En matière de sécurité, la comparaison avec l’Allemagne n’est pas à l’avantage de la France. Une tribune de Pierre Buigues, professeur à l’université de Toulouse, dans le Figaro Vox présentait, l’année dernière, des chiffres issus d’Eurostat et du Conseil de l’Europe. Citons-en quelques-uns :
- vols qualifiés pour 100 000 habitants : 150 en France / 50 en Allemagne ;
- vols de voiture pour 100 000 habitants : 250 en France / 160 en Allemagne ;
- homicides pour 1 million d’habitants : 12,9 en France / 8,7 en Allemagne (un taux français sous-évalué car les « agressions menant à la mort » ne sont pas comptabilisées comme des homicides alors que c’est le cas en Allemagne).
Cela alors que les deux pays comptent approximativement la même proportion de policiers (3 pour 1 000 habitants en Allemagne et 3,3 en France), et qu’ils ont un niveau identique de leurs dépenses consacrées aux missions de sécurité (1,7 %).
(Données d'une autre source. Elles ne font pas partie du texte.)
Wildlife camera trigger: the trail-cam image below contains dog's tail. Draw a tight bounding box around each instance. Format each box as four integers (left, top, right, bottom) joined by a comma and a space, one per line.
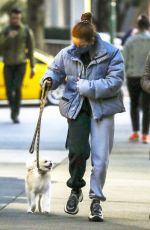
38, 194, 42, 212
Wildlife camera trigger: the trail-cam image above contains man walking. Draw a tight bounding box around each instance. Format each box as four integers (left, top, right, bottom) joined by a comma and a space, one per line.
0, 7, 35, 123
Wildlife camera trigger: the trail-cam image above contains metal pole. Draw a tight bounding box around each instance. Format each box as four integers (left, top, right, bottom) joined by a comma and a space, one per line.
84, 0, 91, 12
110, 0, 117, 44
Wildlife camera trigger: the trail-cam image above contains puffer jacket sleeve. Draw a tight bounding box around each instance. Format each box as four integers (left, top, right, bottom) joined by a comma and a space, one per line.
141, 53, 150, 94
77, 49, 124, 99
40, 49, 66, 90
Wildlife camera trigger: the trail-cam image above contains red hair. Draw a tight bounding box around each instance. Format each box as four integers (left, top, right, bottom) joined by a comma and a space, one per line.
72, 12, 96, 42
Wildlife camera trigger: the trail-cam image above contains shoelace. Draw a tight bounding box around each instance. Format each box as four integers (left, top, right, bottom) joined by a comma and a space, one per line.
92, 203, 102, 214
68, 194, 78, 206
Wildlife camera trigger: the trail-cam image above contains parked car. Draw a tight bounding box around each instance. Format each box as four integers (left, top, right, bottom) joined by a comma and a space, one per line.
0, 49, 65, 105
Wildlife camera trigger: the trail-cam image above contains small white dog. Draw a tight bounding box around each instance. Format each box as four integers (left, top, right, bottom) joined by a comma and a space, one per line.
25, 159, 52, 214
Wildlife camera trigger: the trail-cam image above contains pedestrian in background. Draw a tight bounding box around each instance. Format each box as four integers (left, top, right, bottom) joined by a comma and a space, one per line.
121, 27, 138, 46
41, 12, 125, 222
123, 14, 150, 143
0, 7, 35, 123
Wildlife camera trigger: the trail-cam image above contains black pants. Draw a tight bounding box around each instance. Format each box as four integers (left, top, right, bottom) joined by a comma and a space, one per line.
127, 77, 150, 134
66, 105, 91, 189
4, 63, 26, 115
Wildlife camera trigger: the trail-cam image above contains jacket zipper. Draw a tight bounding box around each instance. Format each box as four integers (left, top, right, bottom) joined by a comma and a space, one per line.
67, 59, 84, 119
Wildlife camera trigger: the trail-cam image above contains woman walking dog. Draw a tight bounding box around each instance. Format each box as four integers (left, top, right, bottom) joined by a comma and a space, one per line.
41, 12, 125, 222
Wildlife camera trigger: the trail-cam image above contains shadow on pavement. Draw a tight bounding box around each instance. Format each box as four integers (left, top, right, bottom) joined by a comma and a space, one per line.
0, 177, 25, 209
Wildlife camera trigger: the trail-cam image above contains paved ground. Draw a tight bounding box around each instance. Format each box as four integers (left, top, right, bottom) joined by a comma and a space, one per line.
0, 97, 150, 229
0, 105, 68, 150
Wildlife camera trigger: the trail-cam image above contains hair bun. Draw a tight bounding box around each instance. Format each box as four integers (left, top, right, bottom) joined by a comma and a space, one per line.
81, 12, 92, 23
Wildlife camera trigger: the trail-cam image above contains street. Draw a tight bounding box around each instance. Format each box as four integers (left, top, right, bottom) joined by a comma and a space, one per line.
0, 0, 150, 229
0, 105, 68, 150
0, 96, 133, 150
0, 105, 68, 165
0, 99, 150, 229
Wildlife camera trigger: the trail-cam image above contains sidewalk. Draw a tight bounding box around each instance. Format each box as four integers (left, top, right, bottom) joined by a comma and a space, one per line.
0, 98, 150, 229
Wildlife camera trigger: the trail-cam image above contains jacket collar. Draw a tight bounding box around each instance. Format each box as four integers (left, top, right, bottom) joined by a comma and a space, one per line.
68, 33, 109, 61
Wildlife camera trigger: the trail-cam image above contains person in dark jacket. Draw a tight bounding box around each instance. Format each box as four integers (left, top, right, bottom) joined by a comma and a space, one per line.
0, 7, 35, 123
41, 12, 125, 222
Comment, dans ce cas, expliquer un tel écart entre les taux de délinquance des deux pays ? Un article de la revue Études du mois de mai 2024 insiste beaucoup sur la différence de culture et de pratique des deux polices que nous ne détaillerons pas ici. Il apporte aussi des explications relatives à l’organisation, ainsi qu’au recrutement et à la formation des agents.
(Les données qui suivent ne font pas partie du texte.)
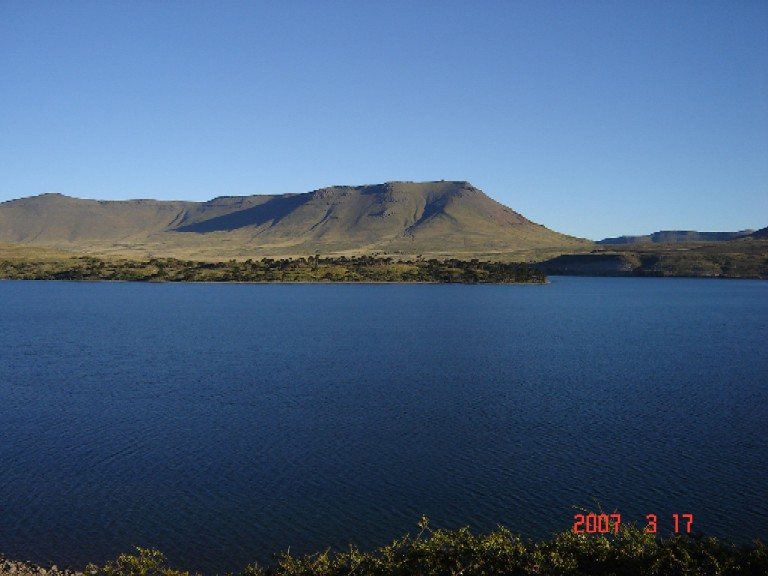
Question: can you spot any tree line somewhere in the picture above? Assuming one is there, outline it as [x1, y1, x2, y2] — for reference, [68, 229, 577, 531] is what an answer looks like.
[0, 255, 546, 283]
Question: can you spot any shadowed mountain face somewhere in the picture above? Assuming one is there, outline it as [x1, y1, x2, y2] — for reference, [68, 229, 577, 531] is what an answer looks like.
[0, 181, 588, 258]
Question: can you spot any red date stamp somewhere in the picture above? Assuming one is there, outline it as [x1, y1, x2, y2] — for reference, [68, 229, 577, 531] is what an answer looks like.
[573, 513, 694, 534]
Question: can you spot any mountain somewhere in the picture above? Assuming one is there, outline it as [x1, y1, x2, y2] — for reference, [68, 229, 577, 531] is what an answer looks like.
[0, 181, 589, 259]
[597, 230, 755, 244]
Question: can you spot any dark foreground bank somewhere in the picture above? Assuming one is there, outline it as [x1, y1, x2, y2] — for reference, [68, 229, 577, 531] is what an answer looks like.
[3, 521, 766, 576]
[534, 240, 768, 279]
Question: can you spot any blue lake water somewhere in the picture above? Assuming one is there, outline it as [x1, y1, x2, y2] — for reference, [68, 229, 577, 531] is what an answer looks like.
[0, 277, 766, 572]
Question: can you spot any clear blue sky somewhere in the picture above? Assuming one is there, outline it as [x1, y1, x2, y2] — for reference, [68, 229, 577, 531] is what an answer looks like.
[2, 1, 766, 239]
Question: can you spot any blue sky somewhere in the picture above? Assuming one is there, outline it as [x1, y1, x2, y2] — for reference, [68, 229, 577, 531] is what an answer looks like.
[1, 1, 766, 240]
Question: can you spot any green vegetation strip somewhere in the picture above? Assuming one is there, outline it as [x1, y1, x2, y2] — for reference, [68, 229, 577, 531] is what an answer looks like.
[76, 519, 767, 576]
[0, 256, 545, 283]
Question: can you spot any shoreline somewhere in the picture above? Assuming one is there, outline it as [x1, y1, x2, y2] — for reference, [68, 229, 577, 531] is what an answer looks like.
[0, 555, 84, 576]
Alors que la police française est centralisée dans les mains d’un seul ministère, l’allemande est essentiellement affaire des Länder (même s’il existe deux polices fédérales aux effectifs réduits). C’est sans doute cette organisation décentralisée qui rend la police allemande plus efficace. Elle permet, en outre, de fragmenter les « enjeux de police » : un « scandale policier survenant en Saxe sera traité par le gouvernement et le parlement du Land, mais ne sera pas enjeu de passions à l’échelle du pays tout entier, amenuisant de fait la politisation de l’institution policière ». De fait, le pouvoir d’influence des syndicats de police est, lui aussi, morcelé.
Ensuite, en Allemagne, les jeunes souhaitant entrer dans la police postuleront dans leur Land de résidence ou celui de leur choix. Ainsi connaissent-ils « le paysage social du pays dans lequel ils aspirent à être affectés, à la différence du système français où 80 % des recrues sont destinées à l’Île-de-France alors que seulement 20 % des élèves gardiens de la paix en viennent ». Par ailleurs, en France, les jeunes candidats au métier de policier reçoivent une formation de douze mois (ramenée à dix mois en année olympique ou en années post-attentats pour « mettre au plus vite du bleu dans la rue »). En Allemagne, la formation policière dure trois ans.
Peut-être avons-nous là quelques pistes pour améliorer le fonctionnement de la police française.